For a large majority of our fellow citizens, last week's election is already a distant memory. The tiny minority of the politically committed are beginning to come to terms with the outcome and, after a brief moment of introspection, the media juggernaut has returned to what it does most, if not best, namely speculating about the future. But for a small number, the world has not moved on. They are still trapped in the wreckage of events which for them really were life-changing. They are the XMPs and, though this may not be a popular sentiment, my heart goes out to them...

For a large majority of our fellow citizens, last week's election is already a distant memory. The tiny minority of the politically committed are beginning to come to terms with the outcome and, after a brief moment of introspection, the media juggernaut has returned to what it does most, if not best, namely speculating about the future.

But for a small number, the world has not moved on. They are still trapped in the wreckage of events which for them really were life-changing. They are the XMPs and, though this may not be a popular sentiment, my heart goes out to them, whatever their party allegiance.

They have lost their seats and with them their livelihoods and, in all likelihood, their career. Welcome, you may say, to the real world in which every day people lose their jobs, often with devastating consequences for themselves and their families.

I don't want to claim that the politician's fate is worse. But it is special. For a start, it's very public. It feels like humiliation and disgrace though in reality it's neither. Friends don't know what to say to you. Your party doesn't know what to do with you. The constituents you served and the organisations which represent them have no choice but to turn elsewhere. You are very quickly yesterday's news for almost everyone but yourself.

Particularly if you've represented a marginal constituency, defeat has always been a possibility, perhaps an inevitability. Scarcely a day has gone by since you first won your seat that you haven't feared losing it. But you have no contingency plan because when you're fighting an election you can no more admit to yourself than to your supporters or your electorate that you might lose.

So defeat comes as a great shock. Nothing prepares you for it. Now, as a new week begins and your former colleagues gather in Westminster without you, that shock gives way to a numbing realisation: there's no way back - at least not for five years, if ever.

You realise that you have not only lost your seat, your job and your status but also, because being an MP has for so long consumed your every waking moment, your sense of identity. You've been obliterated. It feels like bereavement and it's all the worse because you're grieving for yourself.

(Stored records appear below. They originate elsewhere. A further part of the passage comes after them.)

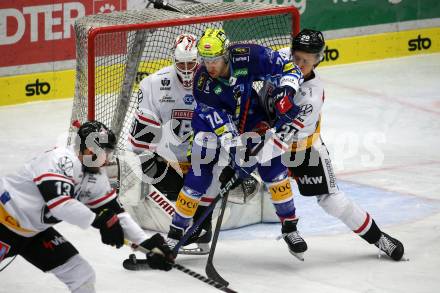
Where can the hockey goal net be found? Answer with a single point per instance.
(116, 50)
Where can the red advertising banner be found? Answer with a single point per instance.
(38, 31)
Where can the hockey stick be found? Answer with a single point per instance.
(184, 269)
(210, 208)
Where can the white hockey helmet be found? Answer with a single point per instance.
(185, 58)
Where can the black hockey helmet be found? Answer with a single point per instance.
(309, 41)
(101, 136)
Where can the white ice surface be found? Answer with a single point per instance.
(381, 123)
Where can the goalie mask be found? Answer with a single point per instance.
(309, 41)
(185, 59)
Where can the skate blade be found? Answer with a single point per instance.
(298, 255)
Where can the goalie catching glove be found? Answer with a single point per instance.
(160, 256)
(285, 108)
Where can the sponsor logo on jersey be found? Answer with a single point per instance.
(237, 91)
(288, 66)
(331, 174)
(5, 197)
(163, 203)
(281, 191)
(165, 84)
(186, 205)
(240, 72)
(188, 99)
(37, 88)
(141, 75)
(241, 51)
(218, 90)
(4, 249)
(140, 97)
(66, 166)
(51, 244)
(306, 110)
(330, 54)
(419, 44)
(167, 99)
(201, 82)
(310, 180)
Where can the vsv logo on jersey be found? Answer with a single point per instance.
(37, 88)
(419, 44)
(310, 180)
(188, 99)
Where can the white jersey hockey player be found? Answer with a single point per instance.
(67, 184)
(310, 164)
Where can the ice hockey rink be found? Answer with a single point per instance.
(381, 122)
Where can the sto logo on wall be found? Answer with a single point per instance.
(39, 31)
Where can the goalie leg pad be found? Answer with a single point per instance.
(351, 214)
(77, 274)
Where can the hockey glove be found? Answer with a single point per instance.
(160, 256)
(285, 108)
(111, 231)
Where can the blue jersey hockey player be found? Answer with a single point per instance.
(227, 105)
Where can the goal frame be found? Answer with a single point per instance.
(94, 32)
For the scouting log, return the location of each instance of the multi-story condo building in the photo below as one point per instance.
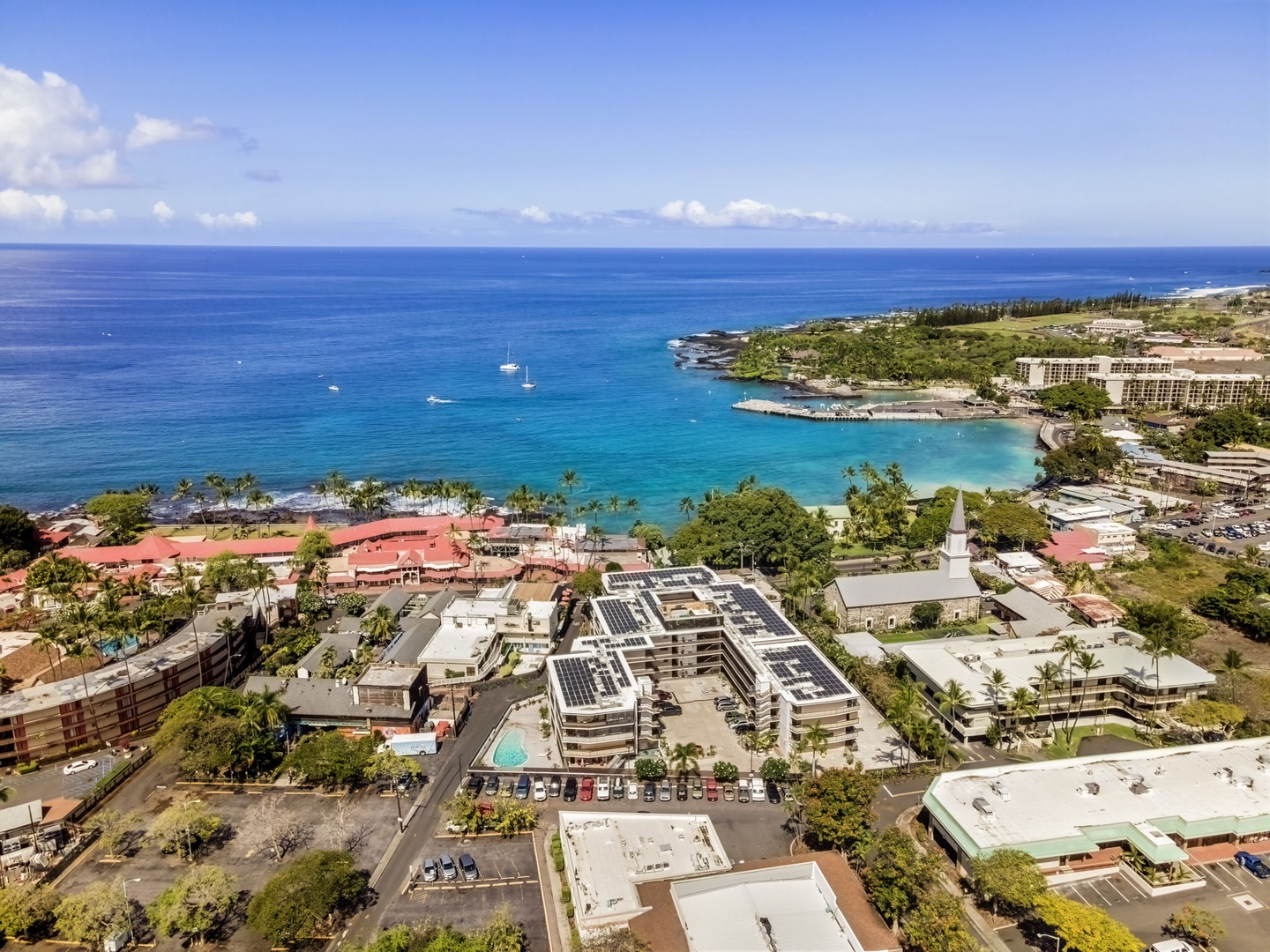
(1041, 372)
(1181, 389)
(1127, 683)
(687, 622)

For at least five, perhaps ten or twenty years, you've been propelled by the adrenalin of politics and the urgency of life at Westminster. You were at the heart of events; you felt important; you had influence; you had purpose and energy. Now all that's gone, turned off like a tap. For a few days, you'll receive messages of regret and sympathy, including perhaps a couple from journalists who used to be interested in your views. Then they stop too.

But though you'll torture yourself, you shouldn't. Losing your seat is not your fault. You have not let your party down. There was nothing you could have done to avoid defeat. People are not laughing at you - at least not the ones you care about. Far from being the only one, you're in good company. You chose a career which, as Enoch Powell predicted, was bound to end in failure, not just for you but for those who came before and, in due course, for those who are now celebrating the triumph you once celebrated. But failure is no disgrace. Indeed, its inevitability and its indifference to justice somehow makes it heroic.

All these feelings of rejection, guilt and abandonment will pass. Over time you will come to feel a proper pride in the work you did and the contribution you made. For most, the yearning to get back into the Commons, leavened by the recognition that once you have fallen off the merry-go-round it's difficult to get back on, will give way to a detached amusement at the vanity of political life, including your own. Yet you will feel privileged to have played a part, albeit less significant than you may have liked, in a centuries-old continuum of democracy and service.

So even today, you should feel that your recent defeat was as honourable as your far-off victory and that whatever good you have done, whether or not it is fully recognised, cannot be undone. You made your small difference and that, after all, is what you always said was your ambition.